Some of Crown Resorts’ high-roller customers will have soon have to prove their worth as the brand has instructed them to provide evidence that they possess assets worth over $2.5 million or that they earn more than $250,000 a year. This formed part of a delayed initiative to eliminate money laundering at its Melbourne and Perth casinos.
Some ‘black card’ holders have received declaration forms and will also have to verify their wealth or salaries by a professional accountant. Some will also need to disclose their occupation, employment, and/or business ownership information for verification.
Failing to meet the above requirements could result in players being banned from Crown’s gaming tables or having their reward membership services, which include access to VIP rooms, terminated.
Crown issued a warning to those required to submit declarations that their information will be utilised for customer identification processes and could be shared with government agencies or “third parties for the purpose of undertaking additional checks”.
Questions levelled at Crown by The Age and The Sydney Morning Herald went unanswered with the company refusing to confirm whether other high-roller classes, including platinum, gold, and silver card holders, would also need to make declarations regarding their wealth, salaries, and employment information.
This recent development is a result of an inquiry by the NSW Independent Liquor and Gaming Authority that exposed a myriad of oversight failures, most specifically at Crown’s flagship Melbourne casino.
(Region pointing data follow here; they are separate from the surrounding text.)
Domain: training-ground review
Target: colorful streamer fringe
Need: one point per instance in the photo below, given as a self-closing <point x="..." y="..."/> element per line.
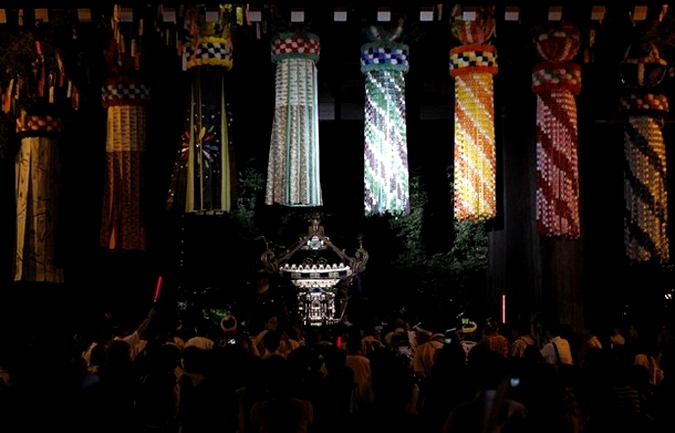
<point x="293" y="177"/>
<point x="384" y="64"/>
<point x="38" y="191"/>
<point x="645" y="193"/>
<point x="204" y="175"/>
<point x="473" y="65"/>
<point x="123" y="216"/>
<point x="556" y="82"/>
The public inquiry, which took over 60 days, revealed a succession of “specific failings and shortcomings” that include recurring non-compliance with anti-money-laundering laws, ties to dodgy junket operators in China, and the “deleterious” impact of the continued presence of major shareholder, James Packer.
Crown management confessed that the company’s approach to curbing money-laundering has been severely inadequate and promised to implement a series of new compliance measures.
Naomi Sharp, SC, the counsel assisting the inquiry, criticised Crown, saying that their actions and promises were “too little too late”.
The opening of Crown’s $2 billion Barangaroo Casino in Sydney has been indefinitely delayed as a result of the process.
Ms Sharp relayed to the inquiry that “Crown Sydney is not suitable … to hold the licence and Crown Resorts is not suitable to be a close associate of the licensee”.
In September 2019, the Australian Transaction Reports and Analysis Centre tabled its reservations regarding Crown’s operations during a compliance assessment of Crown Melbourne’s management of customers. The organisation stated that Crown was “identified as high-risk and politically exposed persons”.
That AUSTRAC probe followed soon after The Age, the Herald and 60 Minutes broke the news that some of Crown’s most valuable high roller “junket” tour partners were in cahoots with influential Asian criminal syndicates and money launderers. This revelation ultimately resulted in the initiation of the NSW inquiry.
AUSTRAC chief executive Nicole Rose sent out a renewed warning regarding the junket sector, stating that they are the source of numerous criminal threats to the Australian casino industry.
She elaborated further in a statement, saying, “Money laundering and financial crime enables serious criminal activity, such as drug trafficking and human trafficking, which causes harm to our communities.”